The 16-plus-one concept, China’s mechanism for engaging with Central and Eastern Europe, is a puzzling one. The bloc brings together a group of European countries, some in the European Union (EU), some aiming to join (Serbia), and some most definitely outside of it and likely to stay there (Belarus). It includes stable, enthusiastic observers of EU social and political standards like Latvia and Lithuania, and then more troubled members – Hungary and Poland being the two most prominent members at present, with their resistance to some key EU current aims. Why is it that China should want to reach out to all of these countries as one cohesive block?
Granted, China’s enthusiasm over the last few years for setting up its own international network of multilateral groupings has become well known. That in part might explain it. The Shanghai Cooperation Organization (SCO) was the first, way back in the 1990s. There was was the embracing of BRICS (Brazil, Russia, India, China, and South Africa) and the setting up of a small bank to support it in Shanghai. That was followed by the Asian Infrastructure Investment Bank (AIIB). There are also ideas like the Association of Southeast Asian Nations (ASEAN) plus one, and the Australia-initiated Asia Pacific Economic Conference (APEC), where China has simply grafted itself onto something older and created something new. The list goes on.
The 16-plus-one is just the most westerly of these groupings. It was greeted with suspicion by the EU when the idea first emerged, around the time Chinese President Xi Jinping became Party secretary in 2012. But while Beijing set up a secretariat of its own for the group within the Ministry of Foreign Affairs, the 16 had no such desire to establish an office. Things therefore looked pleasantly dormant for a couple of years, a period marked by the gentle rhythm of high level summits, which came and went leaving what seemed not a mark behind.

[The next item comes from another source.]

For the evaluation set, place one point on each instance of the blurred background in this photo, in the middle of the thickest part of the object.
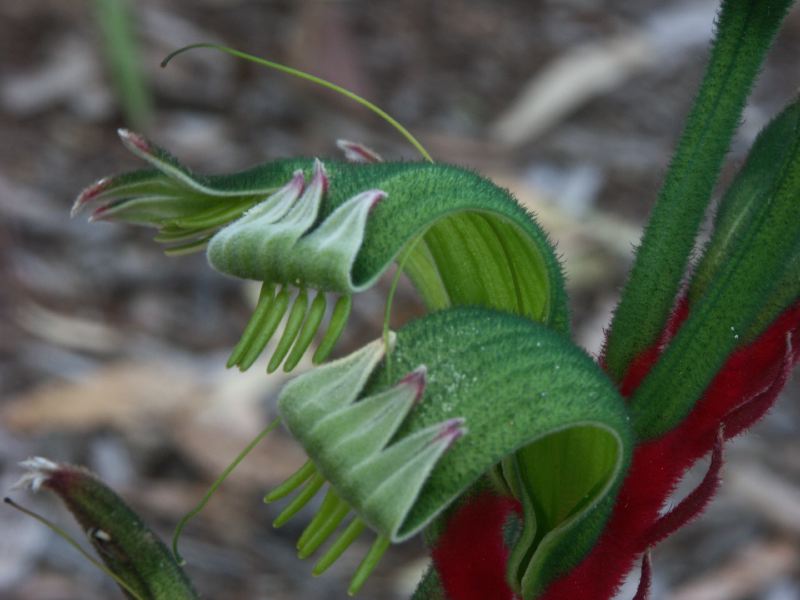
(112, 355)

A few recent developments, however, look set to change all of this. Some are in China’s favor; some perhaps should worry it. First, with the Belt and Road Initiative and its reach into the wider world as the core narrative of China’s global engagement, suddenly the 16 European countries have a clear idea to latch on to. Infrastructure, investment, and Chinese money might be on its way. Chinese Premier Li Keqiang was in the region earlier this year; so was Xi Jinping last year. High-level visits from China usually mean something is afoot. The hunt for Chinese money is a very real aim the 16 can embrace.
In terms of economic strategy, too, the 16-plus-one has uses. Serbia and the corridor up to Hungary are hugely important logistic lines. A high-speed rail line between Belgrade and Budapest was under discussion with Chinese funding in 2016, but has so far not proceeded. There are more opportunities for China to use its new high-speed rail technology, which is now the most advanced and experienced in the world, to build market and investment links beyond its borders. The 16-plus-one group offers one zone for this, and a key one, linking the Middle East, Russia, and Europe.
Finally, there is the simple geopolitics. This might be the most important motive but the least noted at the moment. The Belt and Road Initiative, creating a comfortable, non-contentious zone of Chinese interest right in Russia’s backyard, looks increasingly like a Chinese diplomatic masterstroke. Across a massive swath of Central Asia, Chinese investment is increasing, and political links with Beijing, rather than Moscow, are warming up. The 16-plus-one offers a very similar scenario. Many of the members are former satellites of the former Soviet Union; they fall into Russia’s natural zone of interest and influence. And yet, China for the first time ever is building a benign bamboo curtain around Russia where, decades ago, there was an iron curtain under the Soviet Union. And as with Central Asia, all that Russia can do is smile politely and bear this new phenomenon.
All is not completely rosy for China, however. There are significant risks in the 16-plus-one strategy, most notably the common problem of great expectations toward China being met with brute reality. For all the promises of investment, commentators in the region have noted that the cases of Chinese job-creating greenfield investment are few and far between. The EU and the United States remain by far the most important investors, a phenomenon that is unlikely to change for decades. And no one, least of all the Chinese with very little experience in the region, should be complacent about the ancient but currently largely dormant antagonisms in the Balkans and across the region more generally. An upsurge of destabilizing events at a time when China’s commitments to the area are too large to walk away from will create precisely the track of obligation and commitment China is so fearful of.
The 16 European countries put together to engage with China offer evidence of a new era of global China. In none of these countries, until now, has China ever appeared significant. They lived under different geopolitical umbrellas and within a different context. But in the second decade of the 21st century, this diverse grouping, with so many differences between the members, is united by a common desire to get more from the opportunities coming from China. Optimism is thick in the air; the 16-plus-one summits are popular events. The issue, however, as elsewhere, is that while the expectations toward China are diverse, disappointment often takes an eerily similar form. For China, ensuring that it fulfills some of the hopes expressed toward it will be very important.